AKP’nin başlattığı aile hekimliği uygulaması, gericilerin elinde bir “mahalle baskısı” aracına dönüştü. Yurttaşların kimlik ve ikamet bilgilerini elinde bulunduran aile hekimlikleri, kendisine bağlı olan insanların sağlık durumlarından sorumlular. Ancak bir yandan aile hekimliği alanında bırakılan idari ve hukuki boşluklar, diğer yandan da AKP’nin yıllardır sürdürdüğü gerici politikaları, bu bilgilerin “kötü niyetli”lerin elinde silaha dönüşmesine yol açıyor.
Mersin’de 22 yaşındaki Nil Uğurlutepe, 5 yıldır, bağlı bulunduğu aile hekimliği tarafından “bekaret” sorusuna maruz kalıyor. Sadece kendisi değil; Uğurlutepe’nin annesi de “kızınız bakire mi” sorusuyla karşı karşıya. Yani 22 yaşındaki kadın bu sorularla baskı altına alınmaya çalışılırken, aile hekimliği, aynı zamanda ebeveynlerine karşı da bir tür “ihbacılık” görevi üstlenmiş bulunuyor.
‘DEVLET İSTİYOR’
Uğurlutepe’nin başka bir şehirde öğrenim görmesi nedeniyle soruya daha çok maruz kalan kişiyse annesi. Nil Uğurlutepe, kendisine ve annesine lise yıllarından beri aynı sorunun sorulduğunu, hatta annesinin birçok kez aile hekimliğine gidip “bu yaptığınız yasadışı” dediğini, görevlilerle tartıştığını anlatıyor. Uğurlutepe’nin annesi birkaç gün önce tekrar arandı ve kendisine “kızınızın bekaret durumumda bir değişiklik oldu mu” sorusu tekrar soruldu.

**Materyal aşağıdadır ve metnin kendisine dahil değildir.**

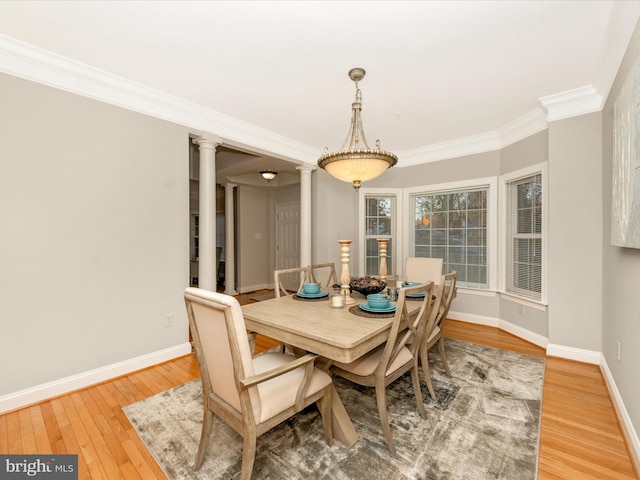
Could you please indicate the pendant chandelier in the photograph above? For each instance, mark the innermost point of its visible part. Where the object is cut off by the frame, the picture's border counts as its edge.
(355, 162)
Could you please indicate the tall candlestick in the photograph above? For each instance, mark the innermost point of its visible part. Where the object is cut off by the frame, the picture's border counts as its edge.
(382, 251)
(345, 278)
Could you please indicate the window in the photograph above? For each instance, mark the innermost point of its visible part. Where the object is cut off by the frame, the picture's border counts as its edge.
(379, 223)
(452, 225)
(525, 241)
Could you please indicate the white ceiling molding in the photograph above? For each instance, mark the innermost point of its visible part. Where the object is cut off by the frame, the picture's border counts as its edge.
(485, 142)
(591, 98)
(26, 61)
(572, 102)
(529, 124)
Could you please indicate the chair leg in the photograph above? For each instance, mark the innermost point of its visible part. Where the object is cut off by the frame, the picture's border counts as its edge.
(207, 422)
(424, 361)
(326, 414)
(415, 379)
(443, 356)
(248, 455)
(381, 399)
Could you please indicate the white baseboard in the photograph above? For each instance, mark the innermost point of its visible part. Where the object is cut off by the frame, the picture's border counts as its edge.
(42, 392)
(572, 353)
(513, 329)
(625, 420)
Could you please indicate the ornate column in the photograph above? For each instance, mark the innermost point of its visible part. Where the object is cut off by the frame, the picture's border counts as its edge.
(207, 211)
(382, 251)
(229, 241)
(305, 213)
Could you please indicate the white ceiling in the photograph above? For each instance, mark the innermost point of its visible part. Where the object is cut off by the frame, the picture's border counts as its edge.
(437, 72)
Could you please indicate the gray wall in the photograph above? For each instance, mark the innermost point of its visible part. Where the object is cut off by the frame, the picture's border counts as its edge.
(620, 273)
(94, 253)
(575, 232)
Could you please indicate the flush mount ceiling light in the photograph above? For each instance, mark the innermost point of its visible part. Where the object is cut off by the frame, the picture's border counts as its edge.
(355, 162)
(268, 175)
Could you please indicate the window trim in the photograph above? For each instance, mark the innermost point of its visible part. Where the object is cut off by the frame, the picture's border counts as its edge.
(492, 220)
(397, 256)
(505, 235)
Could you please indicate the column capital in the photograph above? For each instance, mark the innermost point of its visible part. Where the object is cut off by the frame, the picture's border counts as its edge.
(207, 140)
(306, 168)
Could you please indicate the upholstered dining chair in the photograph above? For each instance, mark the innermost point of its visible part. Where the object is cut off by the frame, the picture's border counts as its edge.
(289, 276)
(435, 327)
(251, 394)
(399, 355)
(323, 273)
(422, 269)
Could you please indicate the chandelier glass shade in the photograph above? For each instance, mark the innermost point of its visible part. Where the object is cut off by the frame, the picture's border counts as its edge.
(356, 162)
(268, 174)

‘YILDA BİR-İKİ KEZ AYNI TACİZ’
Soruyu soran Mersin Yenişehir 44 no’lu Aile Hekimliği Birimi. Telefonda soruyu soran kişi aile hekimliği merkezinde görevli hemşire. Ancak hemşirenin inisiyatif kullanarak da olsa böyle bir soru sorma şansı yok. Çünkü sistemde böyle bir soru yok. Aile hekimlikleri hastaya dair bilgileri güncellemek için bu işlemi her yıl 1 veya 2 kez yapıyor…

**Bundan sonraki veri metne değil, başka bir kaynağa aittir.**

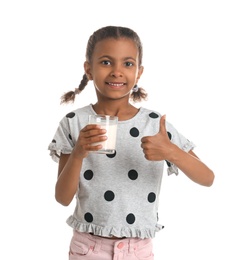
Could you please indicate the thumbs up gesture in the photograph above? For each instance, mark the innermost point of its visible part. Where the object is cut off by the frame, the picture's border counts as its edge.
(157, 147)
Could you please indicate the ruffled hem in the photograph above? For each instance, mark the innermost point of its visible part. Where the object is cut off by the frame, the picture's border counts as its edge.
(113, 231)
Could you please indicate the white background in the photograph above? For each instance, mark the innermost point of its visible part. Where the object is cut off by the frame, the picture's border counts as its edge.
(194, 59)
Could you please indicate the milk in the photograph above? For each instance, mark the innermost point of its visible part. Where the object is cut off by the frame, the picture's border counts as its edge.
(109, 123)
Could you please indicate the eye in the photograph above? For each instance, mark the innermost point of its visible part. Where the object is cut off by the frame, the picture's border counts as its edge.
(128, 64)
(106, 62)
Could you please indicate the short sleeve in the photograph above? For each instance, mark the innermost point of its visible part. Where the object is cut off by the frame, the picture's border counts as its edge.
(62, 141)
(179, 140)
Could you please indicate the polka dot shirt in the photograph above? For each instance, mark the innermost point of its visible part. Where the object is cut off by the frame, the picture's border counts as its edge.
(118, 193)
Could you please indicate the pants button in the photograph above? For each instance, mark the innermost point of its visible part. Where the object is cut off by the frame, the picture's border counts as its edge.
(120, 245)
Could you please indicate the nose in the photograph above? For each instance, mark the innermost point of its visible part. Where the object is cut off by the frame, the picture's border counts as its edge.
(116, 72)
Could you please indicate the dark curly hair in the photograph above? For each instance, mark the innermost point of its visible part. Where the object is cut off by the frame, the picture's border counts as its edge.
(115, 32)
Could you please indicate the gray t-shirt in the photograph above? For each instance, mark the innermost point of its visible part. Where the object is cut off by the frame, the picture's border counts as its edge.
(118, 193)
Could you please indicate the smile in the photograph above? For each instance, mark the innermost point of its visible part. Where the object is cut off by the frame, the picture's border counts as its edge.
(115, 84)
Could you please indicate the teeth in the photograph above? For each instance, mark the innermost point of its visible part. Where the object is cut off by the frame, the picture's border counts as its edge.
(116, 84)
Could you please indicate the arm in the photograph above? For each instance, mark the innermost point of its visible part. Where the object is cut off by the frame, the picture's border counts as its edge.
(159, 147)
(70, 164)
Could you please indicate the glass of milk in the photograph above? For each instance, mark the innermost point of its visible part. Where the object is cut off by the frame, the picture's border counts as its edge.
(110, 124)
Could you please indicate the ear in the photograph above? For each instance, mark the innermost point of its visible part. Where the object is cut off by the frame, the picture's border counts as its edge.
(87, 69)
(141, 69)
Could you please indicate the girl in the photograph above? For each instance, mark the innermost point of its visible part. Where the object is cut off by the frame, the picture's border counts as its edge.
(117, 195)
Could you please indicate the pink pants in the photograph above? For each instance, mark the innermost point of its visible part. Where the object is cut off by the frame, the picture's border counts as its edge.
(90, 247)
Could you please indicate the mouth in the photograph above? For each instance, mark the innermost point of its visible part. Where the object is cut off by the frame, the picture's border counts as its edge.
(116, 85)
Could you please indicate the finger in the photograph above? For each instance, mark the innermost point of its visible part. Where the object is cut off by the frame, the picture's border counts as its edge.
(162, 128)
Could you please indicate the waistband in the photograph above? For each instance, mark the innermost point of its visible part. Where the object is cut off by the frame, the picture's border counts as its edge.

Ayrıca mağdur, Mersin’in başka bir mahallesinde oturan tanıdıklarına da eve gelen hemşire tarafından aynı soruların sorulduğunu anlattı.

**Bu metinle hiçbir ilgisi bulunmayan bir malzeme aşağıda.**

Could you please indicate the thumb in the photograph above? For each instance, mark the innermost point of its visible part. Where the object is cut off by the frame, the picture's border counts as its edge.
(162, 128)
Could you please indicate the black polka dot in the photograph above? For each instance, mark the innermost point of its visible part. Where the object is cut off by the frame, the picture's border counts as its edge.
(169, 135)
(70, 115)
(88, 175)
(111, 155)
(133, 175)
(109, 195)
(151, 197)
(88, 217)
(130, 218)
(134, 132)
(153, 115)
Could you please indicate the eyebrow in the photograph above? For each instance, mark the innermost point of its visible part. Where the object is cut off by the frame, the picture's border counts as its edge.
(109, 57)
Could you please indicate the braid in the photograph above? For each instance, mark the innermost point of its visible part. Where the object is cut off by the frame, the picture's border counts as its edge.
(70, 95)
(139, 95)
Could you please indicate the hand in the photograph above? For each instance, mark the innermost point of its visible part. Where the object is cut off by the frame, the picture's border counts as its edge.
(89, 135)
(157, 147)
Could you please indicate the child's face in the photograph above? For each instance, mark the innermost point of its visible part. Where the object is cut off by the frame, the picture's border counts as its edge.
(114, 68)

‘GÖREVİMİZ KORUYUCU SAĞLIK’
Kendisi de aile hekimi olarak görev yapan Ankara Tabip Odası (ATO) Genel Sekreteri Ebru Basa, aile sağlığı merkezlerinin uygulamaları, yetki alanları konusunda soL’a değerlendirmelerde bulundu. “Aile hekimleri ve aile sağlığı elemanı adı altında çalışan yardımcı sağlık personeli arkadaşlarımız aile hekimliği alanında birden çok sayıda yazılım programı kullanmakta” diyen Basa, “sistemin doğası gereği negatif performans uygulaması nedeniyle söz konusu yazılımlar yapılması gereken işleri hatırlatan rutin uyarılar gönderirler. Bebek ve çocuk izlemleri, 15-49 yaş aralığında olan yani doğurganlık çağındaki kadınların izlemleri, gebe ve lohusa izlemleri zaten verilmesi gereken ve verilmediği takdirde negatif performansa tabi olan yani ceza puanı karşılığı tanımlanmış koruyucu sağlık hizmetleri arasında yer alıyor” ifadelerini kullandı.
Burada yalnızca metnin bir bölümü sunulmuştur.